Classic car Insurance Rates
Got a classic car, like a 1960s-era Mustang or a gull-wing Mercedes? You could be paying too much to insure it.
Roughly half of classic car owners put their collectible vehicles on a standard auto insurance policy without realizing that they could be paying too much for inadequate coverage, said Ford Heacock III, chief executive of Heacock Classic, a Florida-based insurer of antique and collectible cars.
"A lot of people who are into car collecting as a hobby might not be paying attention to things like insurance, " he said. "They just call their agent and add the car to their policy."
Or maybe you inherited Aunt Mabel's Chrysler 300 and are unaware that policies for collector cars even exist.
Insuring a classic with a traditional auto policy is a mistake for various reasons, Heacock said.
For one, traditional insurance is based on the notion that a car's value will decrease over time. But a classic car is likely to appreciate, especially if you're restoring it. You don't want to get a depreciated value if something happens to your pristine 1967 Jaguar XKE, he noted. But if you have a standard policy, that's generally what you'll get.
When buying a classic car insurance policy, which is offered by dozens of specialized insurance companies throughout the country, you and the insurer both agree to the car's replacement value. That price will be based on your assessment of the car's value and the price the car has brought at auction and in collector's sales. If the car is destroyed, you'll get that agreed-to value without having to dicker about depreciation.

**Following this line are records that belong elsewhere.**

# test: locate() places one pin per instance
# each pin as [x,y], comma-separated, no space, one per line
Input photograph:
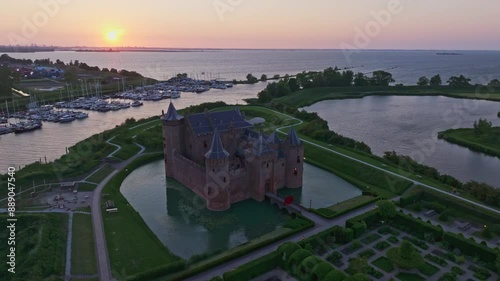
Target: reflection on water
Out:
[409,125]
[321,189]
[179,218]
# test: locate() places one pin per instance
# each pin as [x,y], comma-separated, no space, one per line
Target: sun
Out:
[112,36]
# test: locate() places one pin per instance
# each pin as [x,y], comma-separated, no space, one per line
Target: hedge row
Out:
[195,269]
[470,247]
[254,268]
[418,225]
[158,271]
[371,217]
[421,194]
[330,214]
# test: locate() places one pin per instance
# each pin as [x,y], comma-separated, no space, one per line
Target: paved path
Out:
[219,270]
[103,263]
[382,169]
[68,247]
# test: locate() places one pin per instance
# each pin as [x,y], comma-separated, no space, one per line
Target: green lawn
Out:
[310,96]
[100,174]
[409,277]
[82,247]
[40,246]
[133,248]
[86,187]
[384,263]
[428,269]
[485,143]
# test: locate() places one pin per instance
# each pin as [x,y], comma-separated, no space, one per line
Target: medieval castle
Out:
[219,157]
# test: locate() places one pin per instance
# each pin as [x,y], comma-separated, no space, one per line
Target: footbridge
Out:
[280,202]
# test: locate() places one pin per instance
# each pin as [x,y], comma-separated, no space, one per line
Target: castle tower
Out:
[217,175]
[263,169]
[294,167]
[173,137]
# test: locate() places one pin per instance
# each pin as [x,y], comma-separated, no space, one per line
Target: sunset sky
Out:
[317,24]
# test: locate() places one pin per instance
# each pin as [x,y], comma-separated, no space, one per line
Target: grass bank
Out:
[484,143]
[311,96]
[133,248]
[83,260]
[40,246]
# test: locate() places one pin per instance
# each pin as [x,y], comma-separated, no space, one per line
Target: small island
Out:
[482,138]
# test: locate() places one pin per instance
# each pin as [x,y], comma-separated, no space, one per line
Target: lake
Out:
[409,126]
[180,220]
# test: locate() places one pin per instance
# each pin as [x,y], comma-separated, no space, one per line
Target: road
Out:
[103,264]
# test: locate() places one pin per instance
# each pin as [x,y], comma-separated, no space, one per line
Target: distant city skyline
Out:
[256,24]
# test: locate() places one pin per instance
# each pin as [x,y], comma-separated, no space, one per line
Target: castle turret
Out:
[173,137]
[217,175]
[294,168]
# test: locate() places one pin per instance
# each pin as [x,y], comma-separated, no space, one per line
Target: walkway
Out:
[67,274]
[103,263]
[382,169]
[219,270]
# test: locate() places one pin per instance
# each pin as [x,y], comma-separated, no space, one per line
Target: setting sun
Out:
[112,36]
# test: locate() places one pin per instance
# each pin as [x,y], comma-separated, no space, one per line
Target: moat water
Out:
[179,219]
[409,126]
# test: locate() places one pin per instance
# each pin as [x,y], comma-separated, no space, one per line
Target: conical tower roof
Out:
[172,114]
[274,139]
[293,138]
[217,150]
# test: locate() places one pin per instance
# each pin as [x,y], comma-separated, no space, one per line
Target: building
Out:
[219,157]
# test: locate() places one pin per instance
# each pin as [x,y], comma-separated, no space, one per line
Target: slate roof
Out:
[207,122]
[293,138]
[261,147]
[274,139]
[172,114]
[217,150]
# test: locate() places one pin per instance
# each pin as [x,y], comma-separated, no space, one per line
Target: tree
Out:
[358,265]
[497,263]
[494,82]
[405,257]
[381,78]
[436,80]
[251,79]
[264,96]
[8,78]
[483,126]
[423,81]
[387,209]
[458,81]
[361,80]
[70,75]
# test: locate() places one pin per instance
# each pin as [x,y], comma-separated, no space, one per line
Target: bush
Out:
[420,227]
[254,268]
[359,228]
[321,270]
[158,271]
[335,275]
[469,247]
[370,218]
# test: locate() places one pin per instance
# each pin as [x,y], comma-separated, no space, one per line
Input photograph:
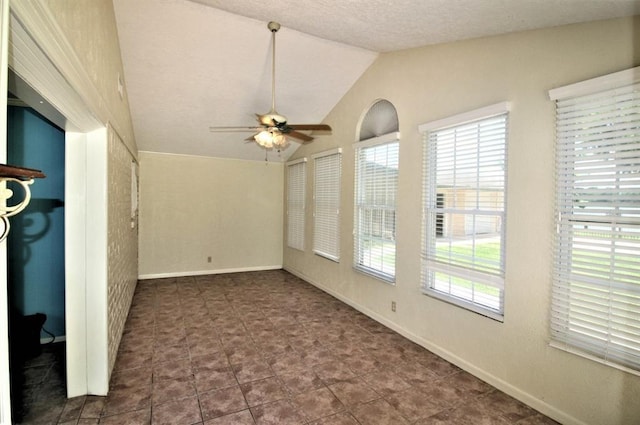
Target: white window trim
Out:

It may seem counterintuitive that the premiums would be lower on a policy that provides a higher replacement cost. But the reason is simple: Classic and collectible cars are pampered (and driven infrequently and carefully).
"At the heart of insuring classic cars is the idea that this is your baby and you are not going to do anything to hurt it, " said Candysse Miller, executive director of the Insurance Information Network of California and an avowed car buff.
How much cheaper is classic car insurance? The answer varies widely based on the insurer and vehicle.
A State Farm spokesman said it might cost $470 annually to cover a 1968 Camaro with a traditional policy - with a lot of caveats. (Specifically, the driver had 30 years of experience, multiple discounts and a perfect driving record.)
State Farm would cut that rate by about 20% to $380 annually if you mentioned that it was a collectible car and that you planned to drive it mainly to shows and to show off, said State Farm spokesman Bob Devereux.